Beim Abbau mit Rollenrutschen werden die Berge und die gewonnenen nutzbaren Materialien vom Ort zurück, also in der Rutsche nach abwärts, befördert, während die Materialien zum Ausbau der Strecken oder Arbeitsorte, in der Hauptsache Hölzer, vor Ort getragen oder mittels Haspel auf neben oder in der Rutsche laufenden kleinen Wagen nach aufwärts gezogen werden.

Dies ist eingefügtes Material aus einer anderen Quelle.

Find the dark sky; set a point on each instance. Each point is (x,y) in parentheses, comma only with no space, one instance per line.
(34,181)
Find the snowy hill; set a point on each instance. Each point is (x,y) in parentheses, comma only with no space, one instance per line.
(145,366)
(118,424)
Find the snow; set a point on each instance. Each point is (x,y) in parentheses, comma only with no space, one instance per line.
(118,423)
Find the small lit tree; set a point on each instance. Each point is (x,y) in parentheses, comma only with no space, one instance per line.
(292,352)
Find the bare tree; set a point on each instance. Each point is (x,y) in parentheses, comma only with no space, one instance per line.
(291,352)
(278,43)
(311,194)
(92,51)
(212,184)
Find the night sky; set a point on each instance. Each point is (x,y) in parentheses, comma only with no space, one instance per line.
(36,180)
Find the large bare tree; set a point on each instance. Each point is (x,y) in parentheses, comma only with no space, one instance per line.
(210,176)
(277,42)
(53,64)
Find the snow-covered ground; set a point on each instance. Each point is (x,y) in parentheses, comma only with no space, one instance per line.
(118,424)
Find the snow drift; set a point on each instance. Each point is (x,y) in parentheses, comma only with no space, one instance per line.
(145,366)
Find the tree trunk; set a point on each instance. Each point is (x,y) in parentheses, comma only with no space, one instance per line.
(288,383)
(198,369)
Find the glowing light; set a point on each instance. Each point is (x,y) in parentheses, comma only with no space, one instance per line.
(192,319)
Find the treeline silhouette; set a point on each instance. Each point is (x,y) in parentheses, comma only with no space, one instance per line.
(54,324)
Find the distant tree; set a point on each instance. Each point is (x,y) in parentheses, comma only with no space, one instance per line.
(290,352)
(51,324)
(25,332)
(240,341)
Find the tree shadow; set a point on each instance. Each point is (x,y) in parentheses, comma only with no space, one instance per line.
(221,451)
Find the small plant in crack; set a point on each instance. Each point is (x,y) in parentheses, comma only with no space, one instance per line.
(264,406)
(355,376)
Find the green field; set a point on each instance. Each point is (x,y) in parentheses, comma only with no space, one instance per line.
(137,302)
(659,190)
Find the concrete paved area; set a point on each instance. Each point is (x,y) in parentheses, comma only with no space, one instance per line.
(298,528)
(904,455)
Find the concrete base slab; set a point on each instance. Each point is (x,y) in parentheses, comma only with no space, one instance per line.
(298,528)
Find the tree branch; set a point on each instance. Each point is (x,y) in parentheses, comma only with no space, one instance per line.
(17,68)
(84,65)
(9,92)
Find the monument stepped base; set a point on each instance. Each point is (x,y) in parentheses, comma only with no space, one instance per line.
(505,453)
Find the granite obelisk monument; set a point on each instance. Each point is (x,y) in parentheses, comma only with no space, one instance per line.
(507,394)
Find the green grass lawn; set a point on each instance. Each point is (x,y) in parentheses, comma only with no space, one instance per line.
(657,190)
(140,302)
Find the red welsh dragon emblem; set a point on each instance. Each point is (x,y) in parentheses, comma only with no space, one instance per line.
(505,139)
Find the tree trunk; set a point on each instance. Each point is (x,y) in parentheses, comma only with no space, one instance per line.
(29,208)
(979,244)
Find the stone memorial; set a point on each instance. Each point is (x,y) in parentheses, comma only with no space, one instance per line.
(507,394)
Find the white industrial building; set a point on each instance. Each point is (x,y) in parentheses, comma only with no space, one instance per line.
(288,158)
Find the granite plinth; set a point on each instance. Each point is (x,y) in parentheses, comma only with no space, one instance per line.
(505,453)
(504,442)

Man kann die Arbeit des Materialtransportes vereinfachen, indem die Rutsche nicht nur zum Abtransport der gewonnenen Produkte, sondern auch zum Aufwärtsfördern der Materialien benutzt werden kann. Dies erreicht man, wie in Fig. 3 schematisch dargestellt ist, indem man den an der Rutsche a angebrachten regelbaren Kraftzylinder c auf höchste Leistung einstellt, so dass er die Rutsche kräftig nach aufwärts bewegt. Gleichzeitig muss man den Bewegungssinn des Motors b umkehren, so dass der Motor b die Rinne a nicht nach aufwärts, sondern bei Druckluftzuführung nach abwärts bewegt, und somit, wenn der Motor b nicht auf die Rinne a wirkt, diese durch den Kraftzylinder c kräftig nach aufwärts bewegt wird, so dass die grösste Geschwindigkeitsdifferenz nicht in der unteren, sondern in der oberen Totlage vorhanden ist.
Dies kann man durch Umkehren des ganzen Motors b, wie in Fig. g dargestellt, oder durch Verstellen des Steuerungsmechanismus bewirken.

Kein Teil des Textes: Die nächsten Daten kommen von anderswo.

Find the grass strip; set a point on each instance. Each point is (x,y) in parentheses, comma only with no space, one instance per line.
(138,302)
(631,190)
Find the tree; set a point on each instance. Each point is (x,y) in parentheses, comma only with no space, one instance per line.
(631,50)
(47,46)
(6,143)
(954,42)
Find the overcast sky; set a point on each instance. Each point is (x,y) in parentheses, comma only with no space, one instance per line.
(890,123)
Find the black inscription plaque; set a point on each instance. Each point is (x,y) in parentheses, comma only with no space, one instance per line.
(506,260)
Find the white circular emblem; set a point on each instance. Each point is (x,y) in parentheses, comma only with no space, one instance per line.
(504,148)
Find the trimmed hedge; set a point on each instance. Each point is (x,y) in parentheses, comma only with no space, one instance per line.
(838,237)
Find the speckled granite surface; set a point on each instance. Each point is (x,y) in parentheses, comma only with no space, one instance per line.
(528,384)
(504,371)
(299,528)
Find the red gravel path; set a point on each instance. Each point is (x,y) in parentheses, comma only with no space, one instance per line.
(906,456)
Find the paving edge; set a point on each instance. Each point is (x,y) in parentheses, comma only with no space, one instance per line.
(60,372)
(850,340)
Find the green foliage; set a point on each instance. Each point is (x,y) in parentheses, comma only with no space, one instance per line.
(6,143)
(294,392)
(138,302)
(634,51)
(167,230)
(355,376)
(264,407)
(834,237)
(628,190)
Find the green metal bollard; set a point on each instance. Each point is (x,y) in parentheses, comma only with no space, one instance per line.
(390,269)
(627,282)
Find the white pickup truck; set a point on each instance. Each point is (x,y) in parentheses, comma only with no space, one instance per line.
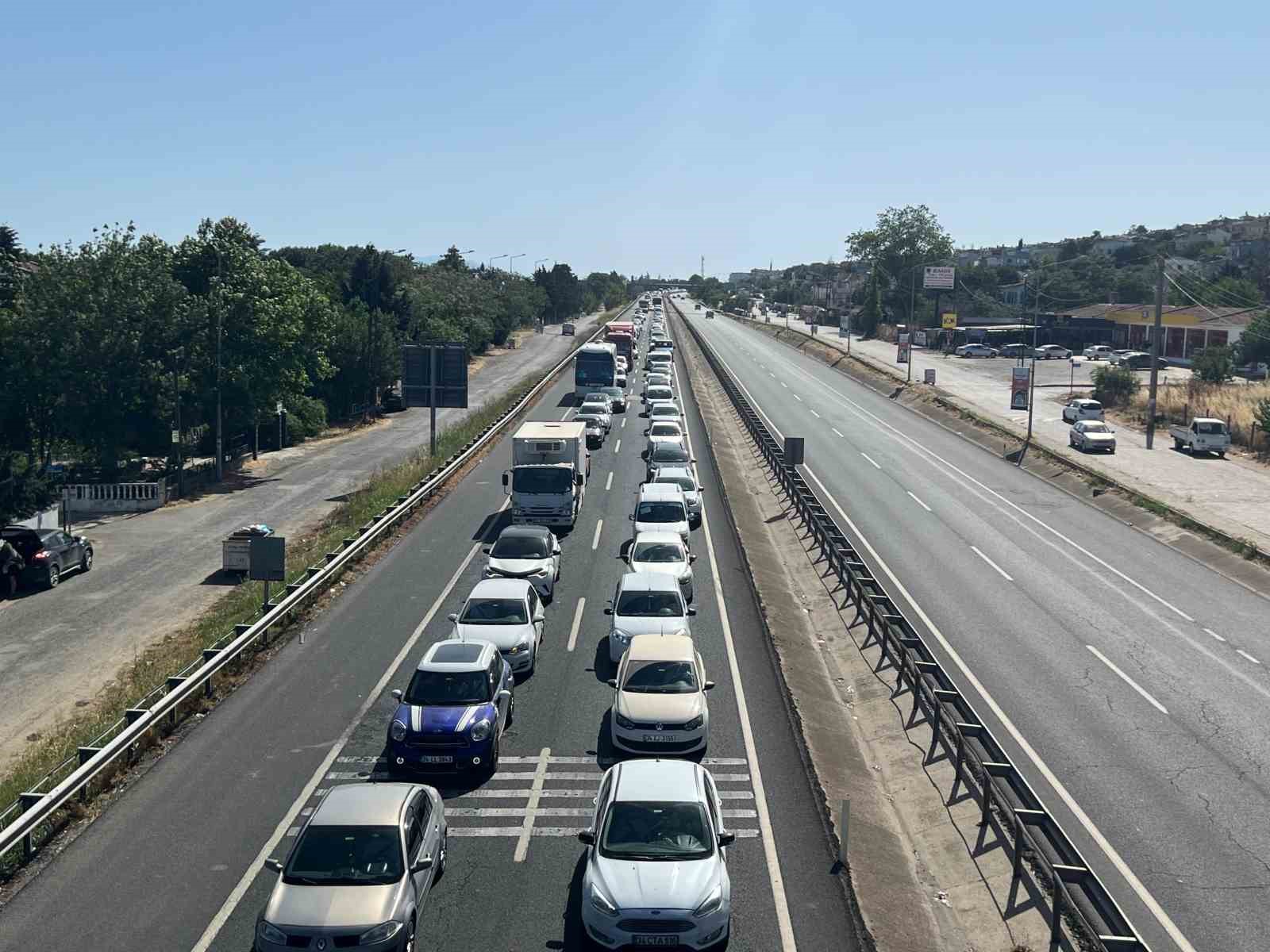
(1203,436)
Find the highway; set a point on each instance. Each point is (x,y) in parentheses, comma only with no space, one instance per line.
(175,863)
(1128,682)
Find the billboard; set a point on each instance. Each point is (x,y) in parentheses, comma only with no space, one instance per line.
(451,363)
(939,278)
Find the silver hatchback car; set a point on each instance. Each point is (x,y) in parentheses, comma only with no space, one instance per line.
(360,871)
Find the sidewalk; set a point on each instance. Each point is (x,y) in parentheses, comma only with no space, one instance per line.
(1232,494)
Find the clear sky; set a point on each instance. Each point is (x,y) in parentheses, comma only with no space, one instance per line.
(630,136)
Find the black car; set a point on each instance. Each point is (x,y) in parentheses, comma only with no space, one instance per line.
(48,554)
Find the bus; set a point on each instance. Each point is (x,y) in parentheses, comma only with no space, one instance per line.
(595,366)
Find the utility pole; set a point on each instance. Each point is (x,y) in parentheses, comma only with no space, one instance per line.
(1155,352)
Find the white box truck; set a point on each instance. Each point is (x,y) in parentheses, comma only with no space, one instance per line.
(548,480)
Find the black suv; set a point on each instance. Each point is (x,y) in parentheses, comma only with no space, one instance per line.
(48,554)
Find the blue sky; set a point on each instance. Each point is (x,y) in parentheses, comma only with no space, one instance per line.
(633,136)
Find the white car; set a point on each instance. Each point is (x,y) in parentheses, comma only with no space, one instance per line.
(1091,435)
(645,603)
(530,552)
(1083,410)
(660,701)
(664,552)
(656,865)
(507,613)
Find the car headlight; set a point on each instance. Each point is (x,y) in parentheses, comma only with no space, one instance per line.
(711,903)
(601,901)
(380,933)
(271,933)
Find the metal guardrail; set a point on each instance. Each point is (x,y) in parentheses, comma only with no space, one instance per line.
(1083,912)
(36,810)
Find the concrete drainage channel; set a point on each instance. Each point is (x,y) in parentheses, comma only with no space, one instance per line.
(1081,912)
(36,816)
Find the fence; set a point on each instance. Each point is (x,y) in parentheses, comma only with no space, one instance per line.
(35,814)
(1083,913)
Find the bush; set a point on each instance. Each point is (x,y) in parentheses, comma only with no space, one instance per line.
(1114,386)
(1214,365)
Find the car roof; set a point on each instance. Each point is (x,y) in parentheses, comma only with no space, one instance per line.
(660,647)
(673,781)
(648,582)
(364,805)
(469,655)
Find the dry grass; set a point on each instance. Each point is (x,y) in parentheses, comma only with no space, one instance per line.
(1236,403)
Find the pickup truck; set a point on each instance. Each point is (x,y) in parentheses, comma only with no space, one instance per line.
(1203,436)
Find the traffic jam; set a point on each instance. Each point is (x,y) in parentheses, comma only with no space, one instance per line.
(657,842)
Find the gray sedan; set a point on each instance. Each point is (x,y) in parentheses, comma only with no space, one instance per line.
(360,871)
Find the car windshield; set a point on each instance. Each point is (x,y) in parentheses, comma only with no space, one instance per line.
(662,678)
(346,856)
(657,552)
(520,547)
(448,689)
(656,831)
(649,605)
(660,512)
(545,479)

PATENT-ANSPRÜCHE : 1. Einrichtung an Antriebsvorrichtungen für Förderrinnen, dadurch gekennzeichnet, dass an der durch eine Antriebsmaschine (Motor) beliebiger Art hin und her bewegten Förderrinne (a) ein oder mehrere, in geeigneten Abständen voneinander angeordnete, einseitig wirkende Kraftzylinder (c) angreifen, deren Druckseite ohne Vermittlung einer Steuerung ständig mit einer Pressluftsäule in Verbindung steht, deren Luftspannung durch ein Ventil oder eine sonstiger Vorrichtung üblicher Konstruktion, der Belastung der Förderrinne entsprechend, beliebig regulierbar ist.